As we read Roth, any attempt to explain the beliefs of individuals or of groups is a nonstarter. Feminist theorizing, then—including that self-described as naturalist—is not empirical inquiry, but philosophical theorizing of a sort Quine showed to be a dead end. This raises several questions, perhaps the most obvious being just what is the philosophy of science? And in what does the continuity between the sciences and the philosophy of science, a core tenet of Quine’s argument for naturalization, consist? If the sciences are explanatory and the philosophy of science is limited to offering interpretations, it is not clear that any such continuity obtains. Perhaps, given that the problems with causal explanations that Roth emphasizes concern efforts to explain beliefs, he is of the view that the social sciences and the philosophy of science cannot be explanatory, but the physical and life sciences can. But again this seems challenged by Quinean holism and the breadth (which Roth himself stresses) of Quine’s notion of what constitutes “empirical inquiry.” Given these positions, it would seem to follow that either all empirical inquiry is interpretive, rather than explanatory, or all empirical inquiry, including some approaches taken to the philosophy of science, is explanatory.
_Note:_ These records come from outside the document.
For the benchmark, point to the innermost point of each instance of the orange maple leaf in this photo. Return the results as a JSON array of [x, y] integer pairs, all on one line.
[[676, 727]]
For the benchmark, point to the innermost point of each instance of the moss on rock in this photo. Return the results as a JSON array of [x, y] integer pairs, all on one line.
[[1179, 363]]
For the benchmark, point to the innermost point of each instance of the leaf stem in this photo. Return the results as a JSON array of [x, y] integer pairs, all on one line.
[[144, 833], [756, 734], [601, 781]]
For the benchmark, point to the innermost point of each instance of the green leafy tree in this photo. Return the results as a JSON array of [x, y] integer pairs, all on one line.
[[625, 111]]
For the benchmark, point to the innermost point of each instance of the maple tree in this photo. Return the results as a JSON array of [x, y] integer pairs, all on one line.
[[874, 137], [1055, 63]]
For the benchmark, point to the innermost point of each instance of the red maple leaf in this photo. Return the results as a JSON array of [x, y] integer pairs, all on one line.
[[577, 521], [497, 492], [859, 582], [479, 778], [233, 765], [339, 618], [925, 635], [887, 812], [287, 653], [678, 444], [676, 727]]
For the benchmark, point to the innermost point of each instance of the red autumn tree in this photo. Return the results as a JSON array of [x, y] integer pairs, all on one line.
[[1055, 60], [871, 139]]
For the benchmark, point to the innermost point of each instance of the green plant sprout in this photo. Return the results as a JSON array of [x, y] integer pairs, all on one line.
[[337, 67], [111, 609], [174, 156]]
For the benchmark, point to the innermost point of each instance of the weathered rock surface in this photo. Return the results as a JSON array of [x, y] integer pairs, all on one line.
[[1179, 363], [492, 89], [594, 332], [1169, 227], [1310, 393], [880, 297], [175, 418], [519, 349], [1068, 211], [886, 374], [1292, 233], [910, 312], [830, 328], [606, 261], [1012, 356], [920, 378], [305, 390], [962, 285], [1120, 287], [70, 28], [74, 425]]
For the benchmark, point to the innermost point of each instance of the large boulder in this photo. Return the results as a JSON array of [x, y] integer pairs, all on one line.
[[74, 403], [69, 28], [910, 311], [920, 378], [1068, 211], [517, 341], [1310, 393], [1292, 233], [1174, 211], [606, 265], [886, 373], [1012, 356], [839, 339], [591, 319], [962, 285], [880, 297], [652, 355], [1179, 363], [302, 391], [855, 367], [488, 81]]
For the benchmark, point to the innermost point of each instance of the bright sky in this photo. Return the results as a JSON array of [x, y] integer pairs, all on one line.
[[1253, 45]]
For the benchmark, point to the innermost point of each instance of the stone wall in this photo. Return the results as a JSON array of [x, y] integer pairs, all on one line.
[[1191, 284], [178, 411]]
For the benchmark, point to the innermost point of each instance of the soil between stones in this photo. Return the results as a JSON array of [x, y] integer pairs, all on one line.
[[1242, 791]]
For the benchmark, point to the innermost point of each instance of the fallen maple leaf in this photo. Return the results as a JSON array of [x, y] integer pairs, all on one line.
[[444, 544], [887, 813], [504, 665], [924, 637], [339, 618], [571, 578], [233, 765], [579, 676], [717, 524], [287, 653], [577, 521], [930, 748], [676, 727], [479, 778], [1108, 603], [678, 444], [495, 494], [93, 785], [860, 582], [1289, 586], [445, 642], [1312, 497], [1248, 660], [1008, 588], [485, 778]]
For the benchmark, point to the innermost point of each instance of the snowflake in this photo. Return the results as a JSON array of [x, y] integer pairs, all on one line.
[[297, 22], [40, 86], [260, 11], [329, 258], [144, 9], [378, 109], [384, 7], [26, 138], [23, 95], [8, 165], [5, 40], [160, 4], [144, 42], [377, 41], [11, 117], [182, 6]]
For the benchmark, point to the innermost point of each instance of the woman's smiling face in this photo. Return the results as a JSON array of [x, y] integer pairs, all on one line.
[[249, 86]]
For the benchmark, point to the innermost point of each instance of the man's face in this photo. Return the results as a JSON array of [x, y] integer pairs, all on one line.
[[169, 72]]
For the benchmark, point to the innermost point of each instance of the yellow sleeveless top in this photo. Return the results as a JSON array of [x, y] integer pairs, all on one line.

Whatever the answers to these questions, we take these issues—at the heart of this disagreement and others we have noted concerning the implications of holism for the notions of realism and truth, explanation and interpretation, and all of these for the study of science and other knowledge-generating practices—to warrant further exploration in feminist theorizing. For they suggest that Quine’s philosophy bridges the philosophies of the analytic and postmodern schools that many, including some contributors to this volume, take to be diametrically opposed.

On one level, there is apparently more consensus concerning Quine’s commitment to individualism than there is concerning holism. Of those who discuss it, most see aspects of Quine’s work, including his arguments in “Epistemology Naturalized,” as presupposing epistemological individualism and view this position as problematic. On another level, there are differences in the weight contributors attribute to individualism as they evaluate the usefulness of naturalism to feminist theorizing. Code’s and Linker’s essays suggest that Quinean naturalism is inseparable from individualism. Duran, J. Nelson, and L. H. Nelson, while critical of Quine’s commitment to individualism, see room for developing naturalism beyond it. And Campbell, J. Nelson, and L. H. Nelson argue that others of Quine’s positions undermine any residual commitment he has to individualism. As importantly in terms of this issue, we take Rooney’s analysis of research in cognitive science to raise significant questions about the distinction between the individual and the social that informs some of the other essays, and about the not uncommon assumption that research focused on the cognitive capacities of individuals cannot yield results with any relevance for feminist science studies.

A question enjoying center stage in these essays is whether naturalism and others of Quine’s positions are able to yield a sufficiently normative philosophy of science. Although contributors disagree in their answers to this question, we end by noting arguments that we find common and significant.

Most contributors maintain that, by current lights, the methods employed by philosophers of science should be empirically grounded and should yield critical evaluation of the sciences, including those that naturalists seek to use. And all call for critical self-reflection on the part of philosophers—whether feminists, naturalists, rationalists, or some combination thereof—concerning the empirical warrant and the normative implications of our practices.